Figure 2: Results of a Transformer-Based Anomaly Detection Experiment
[Click on image for larger view.] Figure 2: Results of a Transformer-Based Anomaly Detection Experiment
For the demo shown in Figure 2, the source input is a vector of values that represent a person. The data looks like:
 1   0.24   1   0   0   0.2950   0   0   1
-1   0.39   0   0   1   0.5120   0   1   0
 1   0.63   0   1   0   0.7580   1   0   0
-1   0.36   1   0   0   0.4450   0   1   0
. . .

The nine fields are sex (male = -1, female = +1), age (divided by 100), state (Michigan = 100, Nebraska = 010, Oklahoma = 001), annual income (divided by 100,000), and political leaning (conservative = 100, moderate = 010, liberal = 001). The data is synthetic and was programmatically generated.

Each data item is converted to a latent representation, and the latent representation is expanded back to a vector of nine values. At this point, each data item has an original value and a reconstructed value. The anomaly detection system compares each item's original value with its reconstructed value. Data items with large reconstruction error don't fit the TA model and must be anomalous in some way.

Previous research demonstrated anomaly detection based on TA for datasets where the data consists of all integers, such as image data and text converted to integer tokens. The new experiments demonstrated by researchers adapt TA to arbitrary data types using a technique called pseudo-embedding.

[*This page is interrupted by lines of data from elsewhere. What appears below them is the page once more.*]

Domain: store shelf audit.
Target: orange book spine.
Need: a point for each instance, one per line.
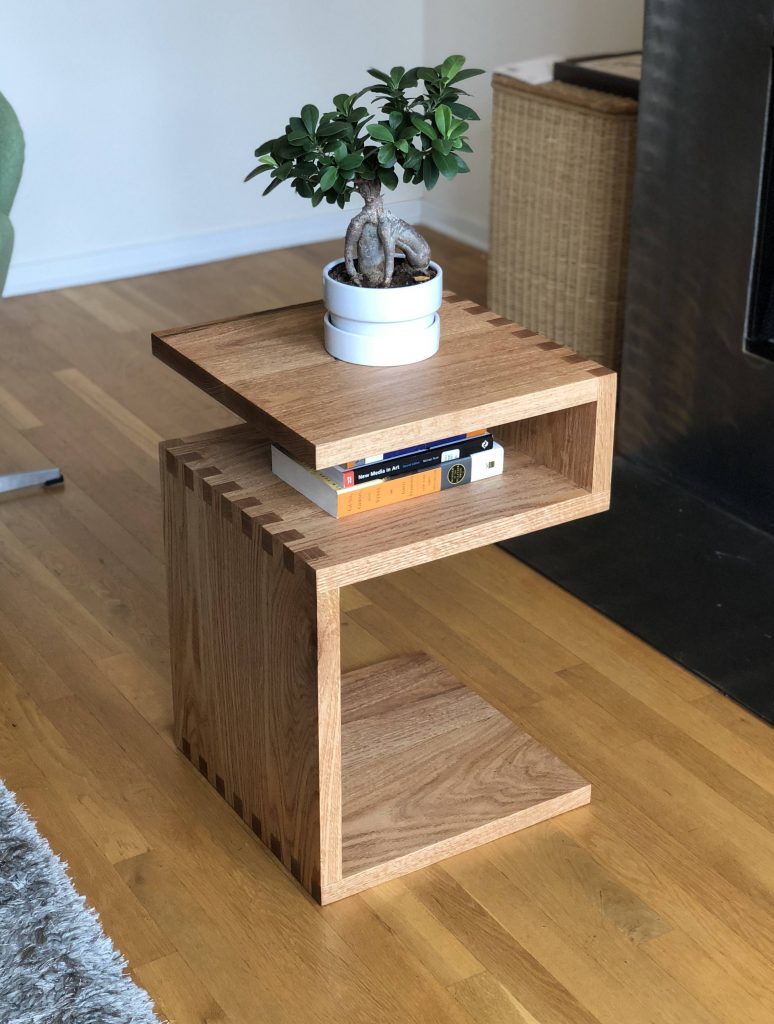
(388, 493)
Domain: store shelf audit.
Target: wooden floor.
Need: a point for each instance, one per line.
(653, 905)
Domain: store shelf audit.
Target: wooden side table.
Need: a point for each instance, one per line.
(353, 779)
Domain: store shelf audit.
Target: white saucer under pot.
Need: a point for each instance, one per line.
(382, 327)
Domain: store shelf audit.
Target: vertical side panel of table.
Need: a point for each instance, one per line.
(251, 640)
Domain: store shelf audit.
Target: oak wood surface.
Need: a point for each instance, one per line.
(651, 905)
(429, 768)
(271, 370)
(528, 496)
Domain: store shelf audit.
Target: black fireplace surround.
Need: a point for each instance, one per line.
(685, 558)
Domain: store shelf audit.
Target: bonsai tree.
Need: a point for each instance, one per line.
(353, 148)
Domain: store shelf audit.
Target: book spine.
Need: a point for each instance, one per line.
(468, 469)
(399, 453)
(415, 463)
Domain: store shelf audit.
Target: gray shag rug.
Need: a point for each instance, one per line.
(56, 964)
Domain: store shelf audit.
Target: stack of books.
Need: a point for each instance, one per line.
(393, 476)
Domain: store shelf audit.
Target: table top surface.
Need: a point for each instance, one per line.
(271, 369)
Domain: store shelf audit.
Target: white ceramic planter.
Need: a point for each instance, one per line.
(382, 327)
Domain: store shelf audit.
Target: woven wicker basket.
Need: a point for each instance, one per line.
(562, 171)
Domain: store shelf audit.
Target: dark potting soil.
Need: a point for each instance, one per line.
(402, 276)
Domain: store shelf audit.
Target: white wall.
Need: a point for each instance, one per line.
(141, 118)
(497, 32)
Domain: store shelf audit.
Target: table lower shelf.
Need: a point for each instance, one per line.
(430, 769)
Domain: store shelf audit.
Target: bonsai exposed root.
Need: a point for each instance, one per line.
(374, 236)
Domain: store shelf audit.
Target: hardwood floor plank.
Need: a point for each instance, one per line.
(653, 905)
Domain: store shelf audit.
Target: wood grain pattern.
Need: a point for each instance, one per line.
(430, 769)
(271, 370)
(347, 799)
(212, 924)
(246, 646)
(528, 496)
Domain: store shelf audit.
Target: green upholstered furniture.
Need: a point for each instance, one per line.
(11, 161)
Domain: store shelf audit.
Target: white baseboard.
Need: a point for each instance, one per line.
(129, 261)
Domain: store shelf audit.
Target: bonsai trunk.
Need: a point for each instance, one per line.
(373, 238)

Because the data was programmatically generated, it was possible to generate anomalous data items. For example, certain combinations of sex, age, state and political leaning are correlated with a specific income range. Changing the income value of such data produces an anomalous item. The anomaly detection system based on TA successfully identified each anomalous item.

What Does It Mean?
The Pure AI editors spoke with Dr. James McCaffrey from Microsoft Research. McCaffrey commented, "Even though transformer architecture was originally designed for use with natural language processing problems, it has been successfully applied to a wide range of problem scenarios."

McCaffrey added, "It's somewhat surprising that transformer-based systems often perform better than standard neural-based systems, even when there is no explicit sequential data. We don't completely understand exactly why transformer systems work so well, and this is an active area of research."

McCaffrey further observed, "There is no single silver bullet technique for cybersecurity. Systems based on transformer architecture appear to be a promising new class of techniques." But he cautioned, "Because transformer architecture is so complex, it's important to do a cost-benefit analysis before starting up a TA project."